Sika: Kantonsgericht weist SWH-Klage gegen GV-Beschlüsse ab - Weiterzug

(Meldung um Stellungnahmen von SWH und Sika-VR-Mitgliedern ergänzt)
28.10.2016 20:17

Zug (awp) - Im Streit um die Zukunft des Baustoffherstellers Sika hat der Verwaltungsrat einen wichtigen Etappensieg gegen die Erbenfamilie Burkard errungen. Das Kantonsgericht Zug hat am Freitag die Anfechtungsklage der Schenker-Winkler Holding (SWH) gegen die Beschlüsse der Generalversammlung 2015 abgewiesen. Damit sind die seinerzeit gefassten Beschlüsse weiter rechtens. Alle drei Klagepunkte seien "massiv" abgewiesen worden, sagte ein Sika-Sprecher am Freitag am Rande einer Medienkonferenz zu AWP.

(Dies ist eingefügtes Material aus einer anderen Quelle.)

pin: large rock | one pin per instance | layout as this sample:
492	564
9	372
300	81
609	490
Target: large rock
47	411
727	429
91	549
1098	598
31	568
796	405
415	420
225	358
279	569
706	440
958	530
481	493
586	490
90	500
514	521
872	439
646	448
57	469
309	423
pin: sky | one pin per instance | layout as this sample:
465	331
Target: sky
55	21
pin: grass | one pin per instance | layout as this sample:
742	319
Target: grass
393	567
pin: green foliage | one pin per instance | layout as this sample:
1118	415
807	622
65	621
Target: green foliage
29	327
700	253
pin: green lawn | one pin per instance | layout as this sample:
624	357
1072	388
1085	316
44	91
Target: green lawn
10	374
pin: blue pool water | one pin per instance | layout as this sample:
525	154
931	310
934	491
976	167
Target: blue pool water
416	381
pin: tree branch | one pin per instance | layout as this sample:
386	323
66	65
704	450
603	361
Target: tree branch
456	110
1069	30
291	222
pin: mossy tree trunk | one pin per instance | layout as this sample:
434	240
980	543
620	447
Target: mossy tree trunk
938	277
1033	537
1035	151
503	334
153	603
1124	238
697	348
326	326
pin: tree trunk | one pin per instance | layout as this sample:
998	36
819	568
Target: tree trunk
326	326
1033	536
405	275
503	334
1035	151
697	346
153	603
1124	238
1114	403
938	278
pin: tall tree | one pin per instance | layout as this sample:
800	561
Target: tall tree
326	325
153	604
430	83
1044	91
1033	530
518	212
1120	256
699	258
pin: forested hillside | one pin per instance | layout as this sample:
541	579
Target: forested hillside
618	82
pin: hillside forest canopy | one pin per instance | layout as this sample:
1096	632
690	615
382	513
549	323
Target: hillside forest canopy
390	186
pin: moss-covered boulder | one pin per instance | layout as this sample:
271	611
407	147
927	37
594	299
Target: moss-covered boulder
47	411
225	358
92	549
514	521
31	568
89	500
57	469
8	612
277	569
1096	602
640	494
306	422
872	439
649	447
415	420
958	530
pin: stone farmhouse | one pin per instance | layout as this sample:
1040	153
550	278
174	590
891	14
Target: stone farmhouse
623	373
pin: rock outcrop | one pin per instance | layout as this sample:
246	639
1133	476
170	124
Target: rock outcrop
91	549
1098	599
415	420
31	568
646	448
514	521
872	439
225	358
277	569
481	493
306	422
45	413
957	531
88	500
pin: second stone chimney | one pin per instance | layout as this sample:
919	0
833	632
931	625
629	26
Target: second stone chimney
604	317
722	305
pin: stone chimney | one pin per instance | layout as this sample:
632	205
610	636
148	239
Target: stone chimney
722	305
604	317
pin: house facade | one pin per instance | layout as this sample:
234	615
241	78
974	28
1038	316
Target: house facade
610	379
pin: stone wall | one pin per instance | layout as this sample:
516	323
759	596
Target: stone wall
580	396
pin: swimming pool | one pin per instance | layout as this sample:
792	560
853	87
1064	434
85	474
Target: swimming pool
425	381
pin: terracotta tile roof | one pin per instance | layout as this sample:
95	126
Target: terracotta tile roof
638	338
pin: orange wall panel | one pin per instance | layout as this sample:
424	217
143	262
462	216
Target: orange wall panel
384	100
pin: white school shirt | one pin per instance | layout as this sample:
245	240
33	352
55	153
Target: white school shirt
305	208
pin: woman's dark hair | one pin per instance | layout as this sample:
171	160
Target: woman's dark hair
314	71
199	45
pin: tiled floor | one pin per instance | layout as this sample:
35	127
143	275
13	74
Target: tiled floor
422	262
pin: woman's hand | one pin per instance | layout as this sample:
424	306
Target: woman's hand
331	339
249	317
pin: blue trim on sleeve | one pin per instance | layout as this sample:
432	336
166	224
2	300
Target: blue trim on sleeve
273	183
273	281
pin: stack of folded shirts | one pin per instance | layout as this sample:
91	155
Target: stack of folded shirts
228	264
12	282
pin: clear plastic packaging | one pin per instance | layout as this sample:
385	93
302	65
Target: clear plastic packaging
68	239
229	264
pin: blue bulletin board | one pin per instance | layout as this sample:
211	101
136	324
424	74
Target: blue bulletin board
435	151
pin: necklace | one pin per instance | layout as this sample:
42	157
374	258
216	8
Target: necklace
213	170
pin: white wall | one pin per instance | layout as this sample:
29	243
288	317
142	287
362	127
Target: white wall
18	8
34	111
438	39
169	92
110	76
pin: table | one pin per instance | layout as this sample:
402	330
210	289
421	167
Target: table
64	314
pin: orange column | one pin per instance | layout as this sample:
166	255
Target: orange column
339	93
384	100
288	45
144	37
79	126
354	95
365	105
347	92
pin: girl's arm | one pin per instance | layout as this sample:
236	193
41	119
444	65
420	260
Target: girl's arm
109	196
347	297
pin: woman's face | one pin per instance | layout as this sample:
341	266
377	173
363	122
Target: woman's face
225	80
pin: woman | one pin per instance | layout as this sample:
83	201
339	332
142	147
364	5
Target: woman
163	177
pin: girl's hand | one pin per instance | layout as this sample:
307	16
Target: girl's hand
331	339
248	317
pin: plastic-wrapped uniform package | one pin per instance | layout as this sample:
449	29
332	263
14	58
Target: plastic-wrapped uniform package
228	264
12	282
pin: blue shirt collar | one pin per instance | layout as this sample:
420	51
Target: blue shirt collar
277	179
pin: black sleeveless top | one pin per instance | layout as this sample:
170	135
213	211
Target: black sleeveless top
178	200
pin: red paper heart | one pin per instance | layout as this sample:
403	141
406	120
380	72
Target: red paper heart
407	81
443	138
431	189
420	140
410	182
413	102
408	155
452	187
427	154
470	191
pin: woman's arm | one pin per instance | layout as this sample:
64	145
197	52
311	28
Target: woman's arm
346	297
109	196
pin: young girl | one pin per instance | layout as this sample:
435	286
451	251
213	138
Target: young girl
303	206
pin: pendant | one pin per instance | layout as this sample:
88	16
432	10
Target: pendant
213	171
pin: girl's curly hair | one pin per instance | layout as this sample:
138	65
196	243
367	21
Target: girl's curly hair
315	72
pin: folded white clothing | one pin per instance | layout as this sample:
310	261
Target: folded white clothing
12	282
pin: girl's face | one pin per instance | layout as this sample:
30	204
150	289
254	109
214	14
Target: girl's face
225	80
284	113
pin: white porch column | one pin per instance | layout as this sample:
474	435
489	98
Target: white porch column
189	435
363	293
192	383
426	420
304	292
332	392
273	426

Die unabhängigen Mitglieder des Sika-Verwaltungsrates begrüssen den Entscheid, der ihre Position stärkt und ihre Handlungen legitimiert. Sie betonen in einem Statement erneut, für Diskussionen mit der Familie Burkard zur Verfügung zu stehen, um eine einvernehmliche Lösung zugunsten aller Sika Stakeholder zu finden.

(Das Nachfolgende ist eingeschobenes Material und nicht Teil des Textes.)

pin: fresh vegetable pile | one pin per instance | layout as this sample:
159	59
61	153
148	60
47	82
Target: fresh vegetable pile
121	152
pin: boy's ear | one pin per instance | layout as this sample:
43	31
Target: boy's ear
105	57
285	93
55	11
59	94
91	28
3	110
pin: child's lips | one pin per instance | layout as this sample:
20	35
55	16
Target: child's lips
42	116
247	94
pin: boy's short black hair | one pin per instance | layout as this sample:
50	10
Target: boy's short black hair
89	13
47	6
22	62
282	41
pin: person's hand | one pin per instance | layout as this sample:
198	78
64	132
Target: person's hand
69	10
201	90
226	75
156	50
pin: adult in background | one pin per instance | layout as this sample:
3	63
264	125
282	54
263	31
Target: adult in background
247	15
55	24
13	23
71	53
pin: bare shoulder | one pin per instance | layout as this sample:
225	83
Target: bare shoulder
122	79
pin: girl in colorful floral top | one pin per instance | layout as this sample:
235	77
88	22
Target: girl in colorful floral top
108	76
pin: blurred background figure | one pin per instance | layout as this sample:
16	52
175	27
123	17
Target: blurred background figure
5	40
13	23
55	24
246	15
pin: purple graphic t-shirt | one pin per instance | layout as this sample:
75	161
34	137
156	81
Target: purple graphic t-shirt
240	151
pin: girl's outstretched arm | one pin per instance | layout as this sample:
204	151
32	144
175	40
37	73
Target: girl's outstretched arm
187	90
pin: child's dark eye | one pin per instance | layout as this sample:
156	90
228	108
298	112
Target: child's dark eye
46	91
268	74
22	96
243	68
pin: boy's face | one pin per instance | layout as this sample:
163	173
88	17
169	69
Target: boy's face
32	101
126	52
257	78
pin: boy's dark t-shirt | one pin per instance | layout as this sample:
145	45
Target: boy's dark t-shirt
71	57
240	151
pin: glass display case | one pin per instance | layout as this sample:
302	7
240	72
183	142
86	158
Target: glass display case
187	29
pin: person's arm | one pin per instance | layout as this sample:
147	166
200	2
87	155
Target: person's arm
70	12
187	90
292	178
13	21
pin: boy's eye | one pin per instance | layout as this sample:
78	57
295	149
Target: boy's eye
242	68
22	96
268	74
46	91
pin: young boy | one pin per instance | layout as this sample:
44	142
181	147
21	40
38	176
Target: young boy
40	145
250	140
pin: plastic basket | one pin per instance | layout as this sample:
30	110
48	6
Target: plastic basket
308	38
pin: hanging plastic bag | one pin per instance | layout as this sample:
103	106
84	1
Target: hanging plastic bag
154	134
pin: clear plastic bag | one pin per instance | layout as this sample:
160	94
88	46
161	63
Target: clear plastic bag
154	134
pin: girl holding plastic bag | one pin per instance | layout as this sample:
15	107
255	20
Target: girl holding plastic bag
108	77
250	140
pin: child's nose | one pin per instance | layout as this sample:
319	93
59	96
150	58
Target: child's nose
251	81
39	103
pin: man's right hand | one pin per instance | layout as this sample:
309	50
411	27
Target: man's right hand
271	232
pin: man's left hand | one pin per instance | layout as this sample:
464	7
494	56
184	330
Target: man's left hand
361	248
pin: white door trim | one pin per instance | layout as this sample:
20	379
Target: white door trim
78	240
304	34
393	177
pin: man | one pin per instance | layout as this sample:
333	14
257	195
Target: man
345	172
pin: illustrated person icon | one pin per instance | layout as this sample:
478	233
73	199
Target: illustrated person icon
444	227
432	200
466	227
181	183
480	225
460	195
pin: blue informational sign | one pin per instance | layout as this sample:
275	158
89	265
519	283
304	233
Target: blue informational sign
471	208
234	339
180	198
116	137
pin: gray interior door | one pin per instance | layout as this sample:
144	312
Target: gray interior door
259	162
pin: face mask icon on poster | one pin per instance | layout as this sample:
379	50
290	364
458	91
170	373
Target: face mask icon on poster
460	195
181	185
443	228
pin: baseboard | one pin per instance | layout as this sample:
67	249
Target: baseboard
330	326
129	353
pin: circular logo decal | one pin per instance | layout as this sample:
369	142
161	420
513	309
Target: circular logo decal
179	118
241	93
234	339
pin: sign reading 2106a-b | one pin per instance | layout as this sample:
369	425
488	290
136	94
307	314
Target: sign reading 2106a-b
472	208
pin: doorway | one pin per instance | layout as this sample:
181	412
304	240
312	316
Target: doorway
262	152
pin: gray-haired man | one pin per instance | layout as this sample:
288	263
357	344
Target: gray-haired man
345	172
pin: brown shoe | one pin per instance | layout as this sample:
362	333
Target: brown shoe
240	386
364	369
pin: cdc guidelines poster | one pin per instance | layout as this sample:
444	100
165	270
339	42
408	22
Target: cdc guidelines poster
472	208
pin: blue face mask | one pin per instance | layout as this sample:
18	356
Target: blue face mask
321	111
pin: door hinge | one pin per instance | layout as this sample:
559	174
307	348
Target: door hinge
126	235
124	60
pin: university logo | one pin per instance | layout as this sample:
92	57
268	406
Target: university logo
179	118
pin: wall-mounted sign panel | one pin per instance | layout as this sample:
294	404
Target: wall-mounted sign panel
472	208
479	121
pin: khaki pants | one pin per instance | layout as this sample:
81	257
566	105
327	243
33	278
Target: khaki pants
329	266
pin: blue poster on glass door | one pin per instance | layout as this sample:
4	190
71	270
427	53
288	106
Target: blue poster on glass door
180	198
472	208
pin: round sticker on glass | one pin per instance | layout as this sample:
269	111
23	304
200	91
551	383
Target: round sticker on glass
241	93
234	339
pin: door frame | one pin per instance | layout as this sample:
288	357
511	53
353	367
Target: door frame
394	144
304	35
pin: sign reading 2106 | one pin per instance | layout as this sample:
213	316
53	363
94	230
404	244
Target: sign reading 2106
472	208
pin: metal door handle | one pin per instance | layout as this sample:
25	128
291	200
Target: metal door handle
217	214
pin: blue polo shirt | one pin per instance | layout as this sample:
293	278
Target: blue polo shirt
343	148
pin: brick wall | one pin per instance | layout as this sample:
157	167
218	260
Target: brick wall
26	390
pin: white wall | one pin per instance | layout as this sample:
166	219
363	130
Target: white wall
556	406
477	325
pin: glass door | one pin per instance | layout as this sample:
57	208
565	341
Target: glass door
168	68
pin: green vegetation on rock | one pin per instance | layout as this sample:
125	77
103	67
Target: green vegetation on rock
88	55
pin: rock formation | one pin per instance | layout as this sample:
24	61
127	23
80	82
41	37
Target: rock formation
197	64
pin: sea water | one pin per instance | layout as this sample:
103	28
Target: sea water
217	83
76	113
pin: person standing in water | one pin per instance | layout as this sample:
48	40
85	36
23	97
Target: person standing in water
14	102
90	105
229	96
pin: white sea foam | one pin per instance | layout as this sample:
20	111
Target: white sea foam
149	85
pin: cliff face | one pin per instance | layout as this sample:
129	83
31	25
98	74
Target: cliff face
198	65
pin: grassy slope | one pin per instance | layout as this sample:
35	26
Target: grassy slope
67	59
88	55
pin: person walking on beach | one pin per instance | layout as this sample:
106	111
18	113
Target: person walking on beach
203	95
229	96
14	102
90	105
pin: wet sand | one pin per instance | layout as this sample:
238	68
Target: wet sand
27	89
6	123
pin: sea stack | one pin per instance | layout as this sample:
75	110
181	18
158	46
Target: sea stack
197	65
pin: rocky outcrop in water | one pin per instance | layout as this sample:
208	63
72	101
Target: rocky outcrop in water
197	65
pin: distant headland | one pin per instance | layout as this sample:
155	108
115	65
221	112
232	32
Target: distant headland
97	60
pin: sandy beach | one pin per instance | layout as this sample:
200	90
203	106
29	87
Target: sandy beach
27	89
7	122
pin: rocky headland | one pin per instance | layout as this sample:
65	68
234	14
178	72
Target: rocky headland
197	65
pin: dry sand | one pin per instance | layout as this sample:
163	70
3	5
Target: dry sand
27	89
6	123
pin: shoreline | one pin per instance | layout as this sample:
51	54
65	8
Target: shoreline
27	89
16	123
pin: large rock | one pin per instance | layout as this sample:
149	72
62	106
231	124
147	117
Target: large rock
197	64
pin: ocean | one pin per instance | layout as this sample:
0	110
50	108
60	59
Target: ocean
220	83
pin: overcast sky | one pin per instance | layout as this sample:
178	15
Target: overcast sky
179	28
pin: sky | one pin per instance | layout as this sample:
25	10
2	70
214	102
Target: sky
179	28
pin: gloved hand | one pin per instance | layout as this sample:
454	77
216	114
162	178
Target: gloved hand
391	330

SWH ZIEHT ENTSCHEID DES KANTONSGERICHTS ZUG WEITER

Die SWH hat unterdessen bereits den Weiterzug des Verfahrens angekündigt. Man sei weiterhin der Auffassung, dass die vom Verwaltungsrat der Sika AG beschlossene selektive Unterdrückung ihrer Stimmrechte widerrechtlich war, heisst es in einer Stellungnahme. "Die aufgeworfenen Rechtsfragen sind von grundsätzlicher und weitreichender Bedeutung", begründet Urs Burkard, Vertreter der Familie im Verwaltungsrat, den Gang vor die nächste Instanz.

Mit der heutigen Entscheidung ist der Verkauf von Sika an Saint-Gobain für SWH nicht vom Tisch. Der bestehende Verkaufsvertrag zwischen der Familie Burkard und dem französischen Konzern Saint-Gobain ist gültig bis Ende Juni 2017 und kann von Saint-Gobain bis Ende 2018 verlängert werden, betont die Holding in der Mitteilung.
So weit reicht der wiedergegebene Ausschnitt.